Istanbul – Ein Traum zerplatzt im türkischen Finale: Der SC Freiburg hat gegen Aston Villa mit 0:3 die Europa League verloren. Eine schmerzhafte Erkenntnis für die Breisgauer, die lange Zeit gut mitgehalten hatten, doch am Ende an die Klasse und Effizienz der Engländer scheiterten. Für einige Spieler war es zudem das letzte Kapitel in Freiburg.

Die einzelkritik: wer schwächte, wer kämpfte?

Noah Atubolu im Kasten hatte keine Chance gegen die präzisen Schüsse der Villans.

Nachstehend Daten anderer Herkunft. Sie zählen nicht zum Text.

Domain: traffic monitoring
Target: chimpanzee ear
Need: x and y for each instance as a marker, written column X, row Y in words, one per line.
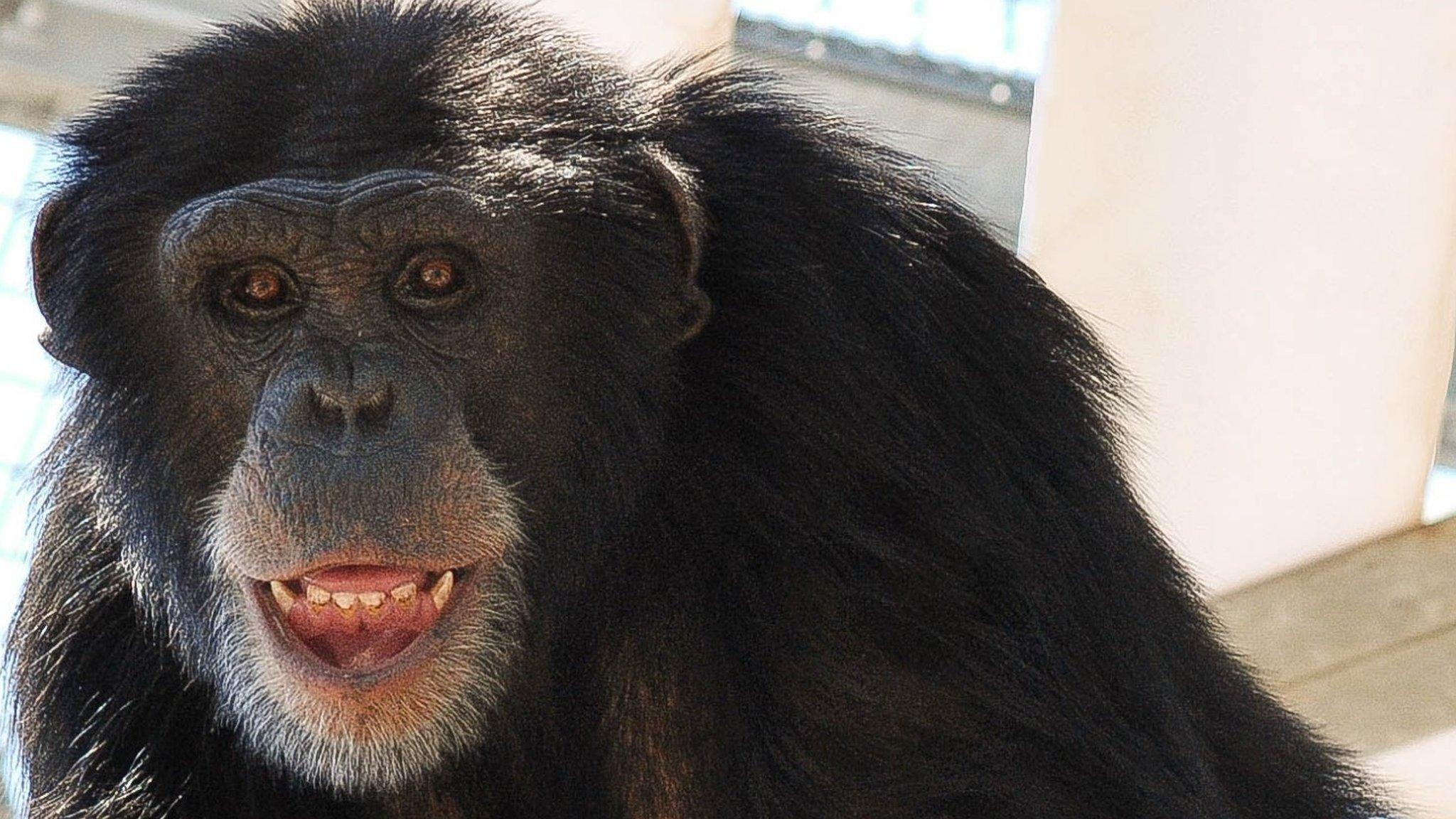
column 46, row 264
column 682, row 190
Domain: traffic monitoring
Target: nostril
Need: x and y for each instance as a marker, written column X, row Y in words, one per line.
column 373, row 412
column 326, row 410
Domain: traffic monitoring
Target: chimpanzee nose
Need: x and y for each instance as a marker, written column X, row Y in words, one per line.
column 343, row 408
column 341, row 400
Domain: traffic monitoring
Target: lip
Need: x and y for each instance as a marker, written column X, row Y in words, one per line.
column 301, row 662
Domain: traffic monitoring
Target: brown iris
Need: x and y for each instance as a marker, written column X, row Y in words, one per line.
column 436, row 277
column 433, row 280
column 261, row 289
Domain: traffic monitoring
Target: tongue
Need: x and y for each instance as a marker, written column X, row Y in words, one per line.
column 360, row 638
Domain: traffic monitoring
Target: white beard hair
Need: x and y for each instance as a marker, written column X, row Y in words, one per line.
column 331, row 745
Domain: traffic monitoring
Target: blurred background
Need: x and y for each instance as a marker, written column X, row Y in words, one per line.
column 1254, row 203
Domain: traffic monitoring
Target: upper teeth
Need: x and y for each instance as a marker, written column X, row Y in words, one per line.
column 404, row 595
column 441, row 592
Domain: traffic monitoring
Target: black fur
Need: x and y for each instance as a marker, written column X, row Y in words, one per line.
column 872, row 552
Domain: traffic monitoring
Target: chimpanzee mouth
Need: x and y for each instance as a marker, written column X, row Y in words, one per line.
column 358, row 620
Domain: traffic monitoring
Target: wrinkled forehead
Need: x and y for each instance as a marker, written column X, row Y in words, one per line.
column 291, row 216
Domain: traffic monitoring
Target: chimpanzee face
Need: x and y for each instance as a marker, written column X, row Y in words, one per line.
column 398, row 350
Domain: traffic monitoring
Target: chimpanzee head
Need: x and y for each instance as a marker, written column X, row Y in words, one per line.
column 370, row 304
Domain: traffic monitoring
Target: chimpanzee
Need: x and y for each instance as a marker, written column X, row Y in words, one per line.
column 465, row 426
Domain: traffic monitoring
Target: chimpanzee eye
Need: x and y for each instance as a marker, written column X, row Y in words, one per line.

Die Tore von Tielemans und Buendia waren unhaltbar, Rogers‘ Treffer ein Produkt von Freiburgs defensiver Unaufmerksamkeit. Lukas Kübler, sonst so sicher in der Defensive, wurde vor dem dritten Gegentreffer ausgetrickst und sah später die rote Karte. Matthias Ginter, der Fels in der Brandung, hatte gegen die körperlich überlegenen Angreifer der Villans alle Hände voll zu tun. Philipp Lienhart wirkte neben Ginter etwas unsicher, während Philipp Treu, der überraschend den Vorzug vor Günter bekommen hatte, bemüht war, sich ins Spiel einzubringen.

Im Mittelfeld zeigte Nicolas Höfler, der nach dieser Saison seine Karriere beendet, großen Einsatzwillen, fand aber kaum anspielbare Mitspieler. Maximilian Eggestein rannte sich fest, während Jan-Niklas Beste kaum in Gefahr brachte. Johan Manzambi, der Shootingstar der Saison, hatte gegen die robuste Doppelsechs der Engländer wenig Durchgangsrecht. Vincenzo Grifo, der Top-Torschütze im Wettbewerb, fand selten seinen Meister und wirkte oft isoliert. Die eingewechselten Spieler Lucas Höler, Max Rosenfelder, Jordy Makengo und Derry Scherhant konnten die Partie nicht mehr wenden.

Die Niederlage ist ein herber Schlag für den SC Freiburg, der in dieser Saison eine beeindruckende Entwicklung gezeigt hat. Doch der Traum vom ersten internationalen Titel ist geplatzt. Ein bitteres Ende einer erfolgreichen Europa-League-Saison.

Ein besonderer Schmerz: Der Abschied von Routinier Höfler im letzten Spiel seines Engagements für den Sport-Club. Ein verdienter Abschied, der nun in Trauer endet.

Die Villans waren einfach abgezockter und effektiver. Freiburgs Offensive fand kaum Mittel, um die gegnerische Abwehr zu knacken. Die fehlende Durchschlagskraft im Angriff war letztendlich der entscheidende Faktor.

Fazit: eine verpasste chance und ein abschied zum weinen

Fazit: eine verpasste chance und ein abschied zum weinen

Der SC Freiburg hat eine großartige Saison gespielt und es bis ins Finale der Europa League geschafft. Doch am Ende fehlte die nötige Durchschlagskraft, um Aston Villa zu besiegen. Ein verpasster Traum und ein bitterer Abschied für einige Spieler – ein Nachmittag, der lange in Erinnerung bleiben wird.